Он не сказал «это не подлежит обсуждению». Он был слишком опытен, чтобы на первом же заседании захлопывать дверь: захлопнутая дверь злит, а злить противника, с которым тебе ещё жить бок о бок полвека, — последнее дело. Он оставил щёлочку — «в ваших интересах тоже», — и Хэлл эту щёлочку увидел и в неё пошёл.
— Единая Германия под единым управлением, — сказал Хэлл медленно, — это, господин Молотов, называется не «безопаснее». Это называется — ваша Германия. И вы просите нас это признать. А признание, знаете ли, товар. Оно чего-то стоит. Держава, которую не признают, не получает ни кредитов на восстановление, ни торговли, ни места в будущем устройстве мира. Она сидит на пепелище, которое сама же и должна кормить. Вы уверены, что вам нужна такая Германия — ваша, но нищая, непризнанная, отрезанная? Мы можем не воевать за неё. Но мы можем и не признать её. И тогда ваша победа окажется куда дороже, чем стоила.
И вот это был уже разговор — не бряцание, а настоящий торг, где каждый показал, что у него в руке. У Молотова была сила и занятая земля. У Хэлла — признание, деньги, ворота в мировую торговлю. И оба поняли, что ни один другого не переломит, а стало быть, придётся не ломать, а меняться.
— Признание, вы правы, товар, — согласился Молотов спокойно. — И всякий товар меняют на товар. Что ж, давайте менять. Послушаем, чего вы хотите, — и посмотрим, чем мы можем заплатить, не переплатив.
Дальше пошло легче, потому что дальше пошло то, где можно было менять: моё за твоё, услуга за услугу.
Молотов начал первым, выложил на стол то, что мог отдать без ущерба, но что американцу было дорого. Запад целиком: Франция, которую американцы отбивали у немца своей кровью, острова, прибранные ими прежде, вся их заокеанская половина мира. Советский Союз это признаёт, признаёт охотно, без оговорок и без тайной мысли когда-нибудь оспорить, потому что это и так их, и удерживать это не в советских силах и не в советском интересе. И более того, прибавил Молотов, глядя Хэллу в глаза: Советский Союз не станет мешать Америке и в её войне с Японией. Не полезет на Тихий океан, не станет ловить рыбу в той мутной воде, оставит американцу разбираться с японцем один на один, как тот и хочет. Пусть Америка знает: с востока, из-за спины, русский нож ей в этой войне не грозит.

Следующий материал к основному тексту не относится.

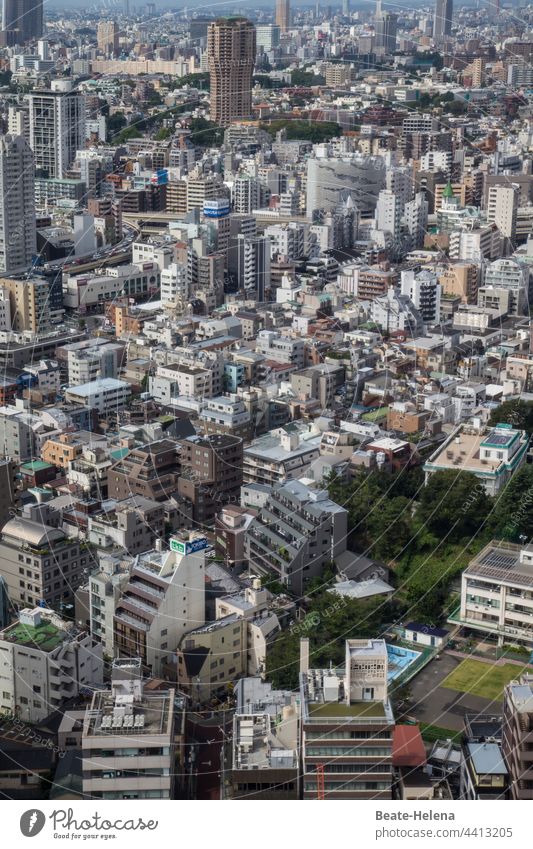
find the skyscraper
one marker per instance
(231, 47)
(17, 204)
(22, 20)
(107, 38)
(386, 28)
(57, 127)
(283, 14)
(442, 24)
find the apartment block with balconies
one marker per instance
(497, 593)
(43, 661)
(517, 742)
(128, 739)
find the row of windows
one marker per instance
(345, 786)
(357, 751)
(347, 735)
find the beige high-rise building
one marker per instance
(283, 14)
(231, 46)
(107, 38)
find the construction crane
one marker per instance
(320, 782)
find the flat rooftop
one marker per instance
(500, 561)
(152, 714)
(45, 637)
(341, 709)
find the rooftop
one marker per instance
(341, 709)
(45, 637)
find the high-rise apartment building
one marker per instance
(22, 20)
(283, 14)
(107, 38)
(17, 205)
(517, 735)
(442, 25)
(57, 128)
(347, 725)
(43, 660)
(128, 739)
(386, 29)
(231, 48)
(502, 208)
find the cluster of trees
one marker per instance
(316, 131)
(328, 622)
(206, 133)
(200, 80)
(306, 78)
(425, 533)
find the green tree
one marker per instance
(517, 413)
(453, 503)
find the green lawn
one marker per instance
(432, 733)
(482, 679)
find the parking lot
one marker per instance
(436, 705)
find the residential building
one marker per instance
(43, 661)
(231, 49)
(22, 21)
(493, 457)
(347, 725)
(132, 525)
(162, 598)
(265, 763)
(57, 127)
(18, 241)
(107, 395)
(29, 301)
(297, 533)
(497, 593)
(128, 739)
(40, 563)
(283, 15)
(150, 471)
(442, 24)
(516, 740)
(211, 473)
(281, 454)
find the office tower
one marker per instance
(45, 659)
(18, 243)
(57, 127)
(283, 14)
(502, 208)
(231, 48)
(249, 262)
(267, 36)
(442, 25)
(389, 211)
(386, 28)
(174, 581)
(347, 725)
(134, 727)
(416, 219)
(424, 290)
(513, 278)
(211, 473)
(516, 739)
(317, 525)
(22, 20)
(107, 38)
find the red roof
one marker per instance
(408, 747)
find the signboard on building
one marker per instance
(188, 546)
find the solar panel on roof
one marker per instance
(496, 437)
(502, 561)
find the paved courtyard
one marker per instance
(436, 705)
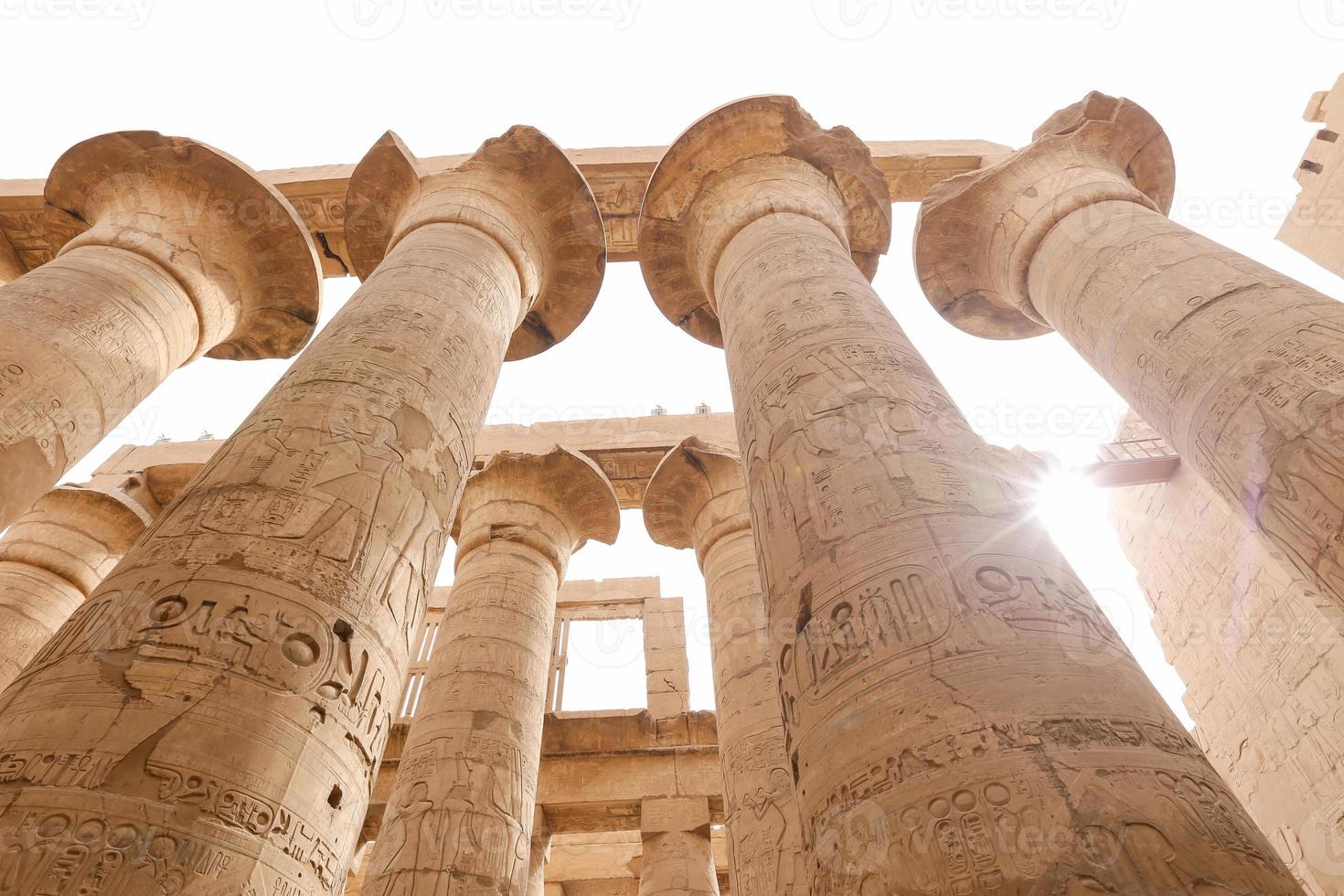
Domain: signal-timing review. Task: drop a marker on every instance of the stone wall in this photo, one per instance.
(1263, 666)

Хэлл слушал внимательно, и по лицу его, всегда сдержанному, было видно, что предложенное весит немало. Развязанные руки против Японии, гарантия, что огромный сосед не ударит в спину и не полезет делить тихоокеанскую добычу, — за такое в Вашингтоне сказали бы спасибо. Это был хороший товар, честный.
— И что вы хотите за это? — спросил он прямо.
— Немного, — сказал Молотов. — Ровно то, что у нас и так уже есть, а вам всего лишь надо не оспаривать. Германию — единую, нашу. Восток Европы — как нашу заботу, в которую вы не вмешиваетесь. Признайте то, что есть, не мешайте тому, что есть, — и получите взамен спокойный запад, спокойный тыл против Японии и мир, который простоит долго. По-моему, честная мена. Вы отдаёте то, что вам всё равно не удержать, а получаете то, что вам вправду нужно.
Хэлл думал долго. Он был человек осторожный, считающий, и он считал, прикидывал на невидимых весах, что теряет и что берёт. Терял он Германию и восток, которых у него и так не было, в которые он всё равно не мог войти иначе как войной, к которой Америка не была готова и не хотела. Брал — признание всего своего полушария, развязанные руки на Тихом океане, тыл. Выходило, что берёт он вещь, а отдаёт тень.
— Восток Европы, — сказал он наконец, медленно, — тревожит нас. Не как выгода — как принцип. Народы должны выбирать свободно.
— Народы и выбирают, — отозвался Молотов ровно. — Что до принципов, господин Хэлл, — он позволил себе тень усмешки, — условимся так: вы не читаете нам проповедей о свободе на нашем востоке, а мы не спрашиваем, свободно ли выбирают судьбу народы под вашей рукой в иных частях света. У каждого своя сфера, и в чужую с принципами не ходят. Так честнее.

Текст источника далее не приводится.